Why do we have two different methods to create data - ImageDataBunch and ImageLists? I don’t really understand which one to use when.

dusan · May 7, 2019, 5:45pm

Hi Shruti,

when we create a DataBunch which is passed to the model for training, we actually go through a couple of steps. We use the fastai data block API which is quite flexible - it allows us to specify what type of data to get (image, text, etc.), where to get it from (from folder, from csv file, etc.), how it should be split into train/val sets, how to get the labels, whether to add a test set and how to transform it. After all that is specified we can create a DataBunch from the final output.

For an image dataset it might look like this:

data = (ImageList.from_folder(path)
                         .split_by_folder()
                         .label_from_folder()
                         .add_test_folder()
                         .transform(tfms, size=64)
                         .databunch())

You can’t use an ImageList to train a model (it doesn’t have enough information specified for training - what’s the train/val split, where are the labels, etc.). You have to go through the additional steps. The resulting ImageDataBunch will have all the information required.

If you got confused because there is both ImageDataBunch.from_folder and ImageList.from_folder know that ImageDataBunch.from_folder is just a short cut using some default settings for all of the steps above! Take a look at the code here. It calls ImageList.from_folder internally as the very first step. (You can always find the source code by checking out the docs for a function or class).
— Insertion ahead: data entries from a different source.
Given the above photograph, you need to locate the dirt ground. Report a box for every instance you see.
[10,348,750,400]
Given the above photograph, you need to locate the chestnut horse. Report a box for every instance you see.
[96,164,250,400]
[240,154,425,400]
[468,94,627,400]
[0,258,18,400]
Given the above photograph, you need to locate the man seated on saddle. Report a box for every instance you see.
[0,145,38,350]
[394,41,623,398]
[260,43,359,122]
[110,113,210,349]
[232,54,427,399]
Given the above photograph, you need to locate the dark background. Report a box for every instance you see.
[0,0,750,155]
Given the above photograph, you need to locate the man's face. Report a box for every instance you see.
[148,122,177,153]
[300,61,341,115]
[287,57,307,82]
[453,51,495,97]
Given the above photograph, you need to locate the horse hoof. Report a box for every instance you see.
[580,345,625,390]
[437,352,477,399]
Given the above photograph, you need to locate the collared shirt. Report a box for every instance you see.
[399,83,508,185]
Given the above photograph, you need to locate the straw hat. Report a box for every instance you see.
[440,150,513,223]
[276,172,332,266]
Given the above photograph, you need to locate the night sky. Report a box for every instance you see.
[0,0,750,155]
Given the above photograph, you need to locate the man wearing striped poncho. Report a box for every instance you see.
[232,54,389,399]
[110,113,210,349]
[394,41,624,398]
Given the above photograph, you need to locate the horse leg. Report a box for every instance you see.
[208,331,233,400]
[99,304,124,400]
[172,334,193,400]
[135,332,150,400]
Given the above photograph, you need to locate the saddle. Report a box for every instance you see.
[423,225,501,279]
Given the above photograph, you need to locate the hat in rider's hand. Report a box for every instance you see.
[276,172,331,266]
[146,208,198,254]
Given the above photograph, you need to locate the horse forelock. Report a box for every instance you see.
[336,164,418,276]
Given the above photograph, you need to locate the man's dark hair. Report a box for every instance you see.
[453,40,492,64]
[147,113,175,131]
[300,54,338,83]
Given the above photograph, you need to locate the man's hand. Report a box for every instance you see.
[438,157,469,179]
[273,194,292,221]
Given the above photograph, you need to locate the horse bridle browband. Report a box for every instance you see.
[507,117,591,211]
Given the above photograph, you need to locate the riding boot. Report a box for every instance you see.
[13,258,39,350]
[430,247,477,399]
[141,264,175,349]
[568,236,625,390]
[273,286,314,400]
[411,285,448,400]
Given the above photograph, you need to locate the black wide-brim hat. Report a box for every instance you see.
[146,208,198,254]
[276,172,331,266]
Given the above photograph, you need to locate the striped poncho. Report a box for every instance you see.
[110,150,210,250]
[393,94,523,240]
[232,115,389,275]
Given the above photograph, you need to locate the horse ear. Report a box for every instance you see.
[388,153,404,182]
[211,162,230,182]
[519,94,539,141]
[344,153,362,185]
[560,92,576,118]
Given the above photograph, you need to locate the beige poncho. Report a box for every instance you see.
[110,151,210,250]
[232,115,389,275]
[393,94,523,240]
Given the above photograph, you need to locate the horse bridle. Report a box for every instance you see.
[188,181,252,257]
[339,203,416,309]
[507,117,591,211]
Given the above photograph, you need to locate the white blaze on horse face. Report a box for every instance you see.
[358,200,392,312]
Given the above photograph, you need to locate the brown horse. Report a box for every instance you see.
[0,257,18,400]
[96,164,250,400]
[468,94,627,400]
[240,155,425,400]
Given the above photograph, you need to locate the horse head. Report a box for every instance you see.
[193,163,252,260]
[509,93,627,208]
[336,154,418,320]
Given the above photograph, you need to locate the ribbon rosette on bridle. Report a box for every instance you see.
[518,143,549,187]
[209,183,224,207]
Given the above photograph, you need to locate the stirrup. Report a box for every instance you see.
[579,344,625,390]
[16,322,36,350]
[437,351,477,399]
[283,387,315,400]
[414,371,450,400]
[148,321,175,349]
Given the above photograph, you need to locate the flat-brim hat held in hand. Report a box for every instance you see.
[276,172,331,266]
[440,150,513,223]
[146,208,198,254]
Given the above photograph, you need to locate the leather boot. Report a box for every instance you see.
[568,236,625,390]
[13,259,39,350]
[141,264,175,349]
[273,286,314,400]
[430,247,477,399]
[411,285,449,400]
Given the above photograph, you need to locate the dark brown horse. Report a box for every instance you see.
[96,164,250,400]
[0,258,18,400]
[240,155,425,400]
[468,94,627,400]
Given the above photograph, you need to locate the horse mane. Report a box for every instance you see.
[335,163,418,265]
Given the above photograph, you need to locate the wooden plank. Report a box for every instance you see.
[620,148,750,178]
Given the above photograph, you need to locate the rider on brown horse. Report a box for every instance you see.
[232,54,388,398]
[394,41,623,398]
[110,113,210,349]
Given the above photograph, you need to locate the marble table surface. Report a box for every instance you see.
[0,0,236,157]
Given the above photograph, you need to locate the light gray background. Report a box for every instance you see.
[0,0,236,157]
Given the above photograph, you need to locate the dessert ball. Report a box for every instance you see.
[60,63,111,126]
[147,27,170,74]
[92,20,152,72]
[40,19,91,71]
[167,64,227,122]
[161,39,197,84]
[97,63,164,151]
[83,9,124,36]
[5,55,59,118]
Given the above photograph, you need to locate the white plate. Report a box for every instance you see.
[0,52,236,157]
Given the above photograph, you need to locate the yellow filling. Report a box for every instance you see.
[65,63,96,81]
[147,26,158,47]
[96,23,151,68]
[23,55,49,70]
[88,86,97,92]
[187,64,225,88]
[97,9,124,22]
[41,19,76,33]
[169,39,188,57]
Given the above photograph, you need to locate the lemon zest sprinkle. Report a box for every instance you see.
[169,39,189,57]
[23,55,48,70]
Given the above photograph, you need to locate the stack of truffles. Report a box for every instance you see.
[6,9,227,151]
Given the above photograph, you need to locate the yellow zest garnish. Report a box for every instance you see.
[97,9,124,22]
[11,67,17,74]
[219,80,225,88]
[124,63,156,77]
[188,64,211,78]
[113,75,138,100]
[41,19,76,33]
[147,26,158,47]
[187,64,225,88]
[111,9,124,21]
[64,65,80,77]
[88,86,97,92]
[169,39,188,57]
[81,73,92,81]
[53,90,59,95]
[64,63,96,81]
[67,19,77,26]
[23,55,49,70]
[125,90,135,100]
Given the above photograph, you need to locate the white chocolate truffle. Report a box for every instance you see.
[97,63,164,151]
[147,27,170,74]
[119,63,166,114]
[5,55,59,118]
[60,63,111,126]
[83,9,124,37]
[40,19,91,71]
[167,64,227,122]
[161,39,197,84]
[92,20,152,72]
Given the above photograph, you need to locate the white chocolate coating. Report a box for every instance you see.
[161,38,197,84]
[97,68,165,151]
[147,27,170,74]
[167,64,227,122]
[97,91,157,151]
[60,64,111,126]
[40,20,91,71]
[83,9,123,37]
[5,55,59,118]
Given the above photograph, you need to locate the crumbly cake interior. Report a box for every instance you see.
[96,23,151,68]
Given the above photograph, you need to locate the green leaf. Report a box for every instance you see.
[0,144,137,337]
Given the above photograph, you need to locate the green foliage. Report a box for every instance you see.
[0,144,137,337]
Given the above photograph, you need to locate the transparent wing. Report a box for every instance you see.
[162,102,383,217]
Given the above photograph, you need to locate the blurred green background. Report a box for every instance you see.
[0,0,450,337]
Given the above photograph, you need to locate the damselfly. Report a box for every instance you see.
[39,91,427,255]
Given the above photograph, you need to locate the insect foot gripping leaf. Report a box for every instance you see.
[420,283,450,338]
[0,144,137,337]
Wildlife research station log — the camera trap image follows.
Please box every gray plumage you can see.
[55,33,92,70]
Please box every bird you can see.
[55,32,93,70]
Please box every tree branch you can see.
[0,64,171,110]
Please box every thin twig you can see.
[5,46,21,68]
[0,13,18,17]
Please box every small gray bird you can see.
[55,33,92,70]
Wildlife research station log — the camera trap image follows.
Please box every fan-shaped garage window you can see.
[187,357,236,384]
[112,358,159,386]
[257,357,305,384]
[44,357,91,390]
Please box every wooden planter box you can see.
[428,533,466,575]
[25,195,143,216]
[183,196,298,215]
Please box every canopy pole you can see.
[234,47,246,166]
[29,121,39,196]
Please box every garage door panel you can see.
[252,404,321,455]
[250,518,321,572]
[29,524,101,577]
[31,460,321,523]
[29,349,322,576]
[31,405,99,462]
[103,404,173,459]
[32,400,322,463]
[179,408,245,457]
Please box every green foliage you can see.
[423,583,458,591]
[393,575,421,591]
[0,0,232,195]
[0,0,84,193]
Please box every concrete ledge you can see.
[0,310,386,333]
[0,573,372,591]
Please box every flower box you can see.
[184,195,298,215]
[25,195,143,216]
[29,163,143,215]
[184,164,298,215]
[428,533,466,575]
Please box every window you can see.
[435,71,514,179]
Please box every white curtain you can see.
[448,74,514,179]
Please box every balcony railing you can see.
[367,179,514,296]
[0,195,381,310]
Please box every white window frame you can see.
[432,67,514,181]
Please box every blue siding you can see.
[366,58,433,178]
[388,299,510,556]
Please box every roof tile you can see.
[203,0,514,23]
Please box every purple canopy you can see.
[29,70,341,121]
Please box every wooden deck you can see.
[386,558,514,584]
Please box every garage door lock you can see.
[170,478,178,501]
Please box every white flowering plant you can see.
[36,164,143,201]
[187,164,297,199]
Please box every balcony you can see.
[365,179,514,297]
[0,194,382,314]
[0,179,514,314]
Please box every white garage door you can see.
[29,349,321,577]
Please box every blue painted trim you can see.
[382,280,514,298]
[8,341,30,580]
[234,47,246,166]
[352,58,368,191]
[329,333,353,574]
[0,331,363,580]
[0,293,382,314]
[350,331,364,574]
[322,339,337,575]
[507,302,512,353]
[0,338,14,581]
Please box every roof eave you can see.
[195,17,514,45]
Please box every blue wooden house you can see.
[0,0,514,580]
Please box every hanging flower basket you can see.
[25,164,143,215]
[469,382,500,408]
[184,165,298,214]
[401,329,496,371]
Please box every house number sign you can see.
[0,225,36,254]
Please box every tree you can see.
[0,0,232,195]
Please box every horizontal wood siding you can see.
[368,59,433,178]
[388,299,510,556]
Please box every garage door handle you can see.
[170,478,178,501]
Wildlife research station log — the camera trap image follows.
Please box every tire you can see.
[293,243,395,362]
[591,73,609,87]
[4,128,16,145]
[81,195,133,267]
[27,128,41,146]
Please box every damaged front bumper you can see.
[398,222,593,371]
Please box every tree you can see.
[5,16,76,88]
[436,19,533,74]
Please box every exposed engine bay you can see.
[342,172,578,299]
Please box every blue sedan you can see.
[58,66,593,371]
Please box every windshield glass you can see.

shruti_01 · May 8, 2019, 2:50am

Thanks Dusan! This makes sense now.

Went through this doc, the difference is more clear now.

kodzaks · September 16, 2019, 12:21pm

Hello,

I have a few questions about ImageList.from_folder when we use it for predictions. First, the data used to train model was normalized, should data used for predictions be normalized too? If yes, how?

Second, about this part:
split_by_folder()
.label_from_folder()
.add_test_folder()
.transform(tfms, size=64)
.databunch ()
The test data sits in its own folder, Mypath/test and it is unlabeled, because we need prediction, so why do we even need all these split, label, add for test image files?

Finally, when I use ImageDataBunch.from_folder to predict a single image (like is shown in one lecture) I get much more accurate results compared to when I use ImageList.from_folder and export model file to predict a number of files. I do not underststand why, is it because test data images were not normalized in ImageList.from_folder ?